Am Sonntag ist Justin Timberlake in der ausverkauften Lanxess-Arena aufgetreten. Die Fans lieben ihn vor allem für seine alten Hits.
Justin Timberlake in KölnDer erfahrene Entertainer liefert – doch die neuen Songs zünden nicht
Eine rötlich eingefärbte Kakteenlandschaft in den USA, mitten in der menschenleeren Wüste steht Justin Timberlake in mehrfacher Ausfertigung, übergroß, im dunkelgrauen Anzug und Sonnenbrille.
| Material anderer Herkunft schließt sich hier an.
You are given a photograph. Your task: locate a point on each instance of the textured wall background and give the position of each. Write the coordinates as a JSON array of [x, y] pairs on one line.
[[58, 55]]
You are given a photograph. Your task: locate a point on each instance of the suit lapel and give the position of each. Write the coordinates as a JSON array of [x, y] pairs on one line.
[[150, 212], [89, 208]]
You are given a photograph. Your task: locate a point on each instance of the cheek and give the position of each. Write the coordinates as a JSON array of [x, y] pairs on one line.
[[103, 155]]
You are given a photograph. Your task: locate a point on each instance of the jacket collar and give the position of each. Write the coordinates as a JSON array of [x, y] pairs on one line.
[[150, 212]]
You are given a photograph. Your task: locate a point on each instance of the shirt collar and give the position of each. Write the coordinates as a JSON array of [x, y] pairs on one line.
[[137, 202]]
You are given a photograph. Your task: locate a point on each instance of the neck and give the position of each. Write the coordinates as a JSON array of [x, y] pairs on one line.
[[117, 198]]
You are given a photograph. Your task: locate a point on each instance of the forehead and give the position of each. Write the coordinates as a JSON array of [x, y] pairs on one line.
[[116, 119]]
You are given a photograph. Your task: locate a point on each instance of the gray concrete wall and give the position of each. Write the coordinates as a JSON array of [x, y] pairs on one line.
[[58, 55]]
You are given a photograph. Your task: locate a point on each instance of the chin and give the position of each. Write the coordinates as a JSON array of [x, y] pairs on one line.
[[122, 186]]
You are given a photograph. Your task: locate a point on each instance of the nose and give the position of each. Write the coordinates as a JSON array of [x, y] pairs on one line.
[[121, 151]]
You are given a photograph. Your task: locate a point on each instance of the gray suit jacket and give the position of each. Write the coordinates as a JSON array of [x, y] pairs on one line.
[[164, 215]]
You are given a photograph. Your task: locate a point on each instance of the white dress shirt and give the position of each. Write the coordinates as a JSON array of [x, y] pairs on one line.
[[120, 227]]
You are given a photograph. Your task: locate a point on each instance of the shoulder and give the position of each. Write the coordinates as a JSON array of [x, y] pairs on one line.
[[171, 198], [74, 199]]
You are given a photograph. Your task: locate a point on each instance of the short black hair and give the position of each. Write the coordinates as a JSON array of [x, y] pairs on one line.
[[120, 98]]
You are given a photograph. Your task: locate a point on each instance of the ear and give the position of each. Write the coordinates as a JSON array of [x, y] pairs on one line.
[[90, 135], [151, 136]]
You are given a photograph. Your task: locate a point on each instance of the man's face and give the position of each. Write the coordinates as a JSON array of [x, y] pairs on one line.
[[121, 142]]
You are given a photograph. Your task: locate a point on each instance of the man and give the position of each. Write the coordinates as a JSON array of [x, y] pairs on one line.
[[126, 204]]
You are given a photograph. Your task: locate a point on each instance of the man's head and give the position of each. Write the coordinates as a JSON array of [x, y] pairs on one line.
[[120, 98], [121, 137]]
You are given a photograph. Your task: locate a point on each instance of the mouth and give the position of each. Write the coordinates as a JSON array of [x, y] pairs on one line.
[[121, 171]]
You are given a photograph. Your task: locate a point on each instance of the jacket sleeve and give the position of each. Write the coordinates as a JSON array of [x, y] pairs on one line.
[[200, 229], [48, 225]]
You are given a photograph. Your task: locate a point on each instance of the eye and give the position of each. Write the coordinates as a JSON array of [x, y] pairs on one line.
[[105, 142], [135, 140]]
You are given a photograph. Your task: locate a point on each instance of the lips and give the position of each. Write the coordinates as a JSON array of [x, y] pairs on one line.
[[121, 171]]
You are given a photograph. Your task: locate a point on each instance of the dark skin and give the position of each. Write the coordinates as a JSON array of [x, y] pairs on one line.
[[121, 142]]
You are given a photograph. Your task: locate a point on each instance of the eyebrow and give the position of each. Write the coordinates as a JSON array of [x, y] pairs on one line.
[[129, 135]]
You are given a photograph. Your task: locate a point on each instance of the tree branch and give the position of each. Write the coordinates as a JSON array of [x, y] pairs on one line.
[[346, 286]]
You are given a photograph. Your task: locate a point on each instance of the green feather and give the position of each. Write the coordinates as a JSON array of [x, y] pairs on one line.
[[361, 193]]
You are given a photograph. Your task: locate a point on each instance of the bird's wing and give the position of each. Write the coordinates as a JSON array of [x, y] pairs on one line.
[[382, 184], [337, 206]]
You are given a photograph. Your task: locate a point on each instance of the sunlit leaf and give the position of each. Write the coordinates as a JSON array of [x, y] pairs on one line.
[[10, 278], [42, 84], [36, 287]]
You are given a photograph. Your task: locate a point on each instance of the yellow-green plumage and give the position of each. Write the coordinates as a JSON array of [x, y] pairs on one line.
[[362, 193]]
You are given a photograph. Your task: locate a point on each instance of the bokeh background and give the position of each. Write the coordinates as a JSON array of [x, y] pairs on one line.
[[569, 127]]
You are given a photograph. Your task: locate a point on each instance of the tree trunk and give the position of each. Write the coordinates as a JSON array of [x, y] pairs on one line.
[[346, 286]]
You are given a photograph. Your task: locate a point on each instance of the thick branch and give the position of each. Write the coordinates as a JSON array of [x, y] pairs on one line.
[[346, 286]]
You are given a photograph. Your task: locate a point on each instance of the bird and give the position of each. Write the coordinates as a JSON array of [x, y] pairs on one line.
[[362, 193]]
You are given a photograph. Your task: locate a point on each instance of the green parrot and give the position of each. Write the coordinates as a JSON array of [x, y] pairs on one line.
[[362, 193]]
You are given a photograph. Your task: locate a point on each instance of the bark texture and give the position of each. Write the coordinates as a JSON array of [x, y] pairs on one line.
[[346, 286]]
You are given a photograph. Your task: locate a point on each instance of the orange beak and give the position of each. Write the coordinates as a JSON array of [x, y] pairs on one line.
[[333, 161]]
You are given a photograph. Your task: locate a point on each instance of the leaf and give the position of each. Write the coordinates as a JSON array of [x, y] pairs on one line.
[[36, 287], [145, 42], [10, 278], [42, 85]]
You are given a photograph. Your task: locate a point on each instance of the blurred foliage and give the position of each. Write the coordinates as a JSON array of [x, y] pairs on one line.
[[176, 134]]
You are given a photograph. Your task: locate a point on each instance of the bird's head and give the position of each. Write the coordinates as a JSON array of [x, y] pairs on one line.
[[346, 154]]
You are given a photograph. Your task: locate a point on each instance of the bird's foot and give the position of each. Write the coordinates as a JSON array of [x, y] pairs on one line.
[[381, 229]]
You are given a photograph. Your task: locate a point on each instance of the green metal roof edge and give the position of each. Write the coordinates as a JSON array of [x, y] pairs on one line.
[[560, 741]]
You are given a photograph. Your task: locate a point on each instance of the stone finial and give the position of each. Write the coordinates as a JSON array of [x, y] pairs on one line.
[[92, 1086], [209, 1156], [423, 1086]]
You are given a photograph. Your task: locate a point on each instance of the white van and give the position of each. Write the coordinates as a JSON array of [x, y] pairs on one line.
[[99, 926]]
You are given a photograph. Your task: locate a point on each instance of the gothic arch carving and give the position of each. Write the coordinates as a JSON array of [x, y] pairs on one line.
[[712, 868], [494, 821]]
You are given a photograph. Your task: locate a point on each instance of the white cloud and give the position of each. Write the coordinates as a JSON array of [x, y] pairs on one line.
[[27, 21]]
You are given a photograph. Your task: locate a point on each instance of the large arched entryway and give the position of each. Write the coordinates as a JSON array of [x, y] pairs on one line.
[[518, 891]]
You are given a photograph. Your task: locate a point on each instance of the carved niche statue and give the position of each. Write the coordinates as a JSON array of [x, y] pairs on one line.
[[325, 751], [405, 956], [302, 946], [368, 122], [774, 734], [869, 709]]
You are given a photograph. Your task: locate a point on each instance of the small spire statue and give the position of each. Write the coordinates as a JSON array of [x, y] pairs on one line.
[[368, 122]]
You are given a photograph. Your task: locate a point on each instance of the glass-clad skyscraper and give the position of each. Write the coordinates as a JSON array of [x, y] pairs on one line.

Der Bildschirm hinter der Bühne flackert: Es bleibt nur noch der 43-Jährige, alles um ihn herum ist schwarz. Den Blick auf die Massen gerichtet, leitet er mit verfremdeter Stimme die Show ein: „I’m Everything I thought it Was“ – der Titel des neuen Albums.
In diesem Moment tut sich die Bühne auf und der Mann aus Memphis, Tennessee, kommt von unten hochgefahren. Ohrenbetäubendes Geschrei in der ausverkauften Arena: Justin ist wieder auf Welttournee. Von dem Holzfällerhemd aus dem Jahr 2018, als er mit seinem Ausflug („Man of the Woods“) in den Folk- und Country-Pop so gar kein Gemüt zu erhitzen vermochte, gibt es zum Glück keine Spur mehr. Stattdessen ist er wieder in einen lässigen Anzug geschlüpft: Anders als 2007 in Köln hat er dieses Mal jedoch das weiße Hemd und die Krawatte abgestreift, es reicht ein schwarzes Shirt unter dem Oversized-Sakko. Die polierten, weißen Sneaker leuchten im Licht der Handyscheinwerfer.
Justin Timberlake in der Lanxess-Arena in Köln: Im Publikum vor allem Fans erster Stunde
Nach seinen Doppelkonzerten in Berlin und München ist er nun an zwei Abenden in Folge in der Lanxess-Arena. Gekommen sind Fans vor allem erster Stunde: Als der DJ Andrew Hypes die Menge vor Timberlakes Ankunft warmspielt, und er das Publikum befragt, welchem Jahrzehnt sie angehören, bebt die Arena am lautesten bei der Frage „Where are the Eighties?“. Hypes bereitet die 34- bis 45-Jährigen musikalisch schonmal auf die Nullerjahre vor: Nelly, Beyoncé, Rihanna, Jay-Z, Snoop Dogg, Missy Elliott – alles, was in jenem Jahrzehnt die Charts geflutet hat, soll den Boden für Timberlake bereiten.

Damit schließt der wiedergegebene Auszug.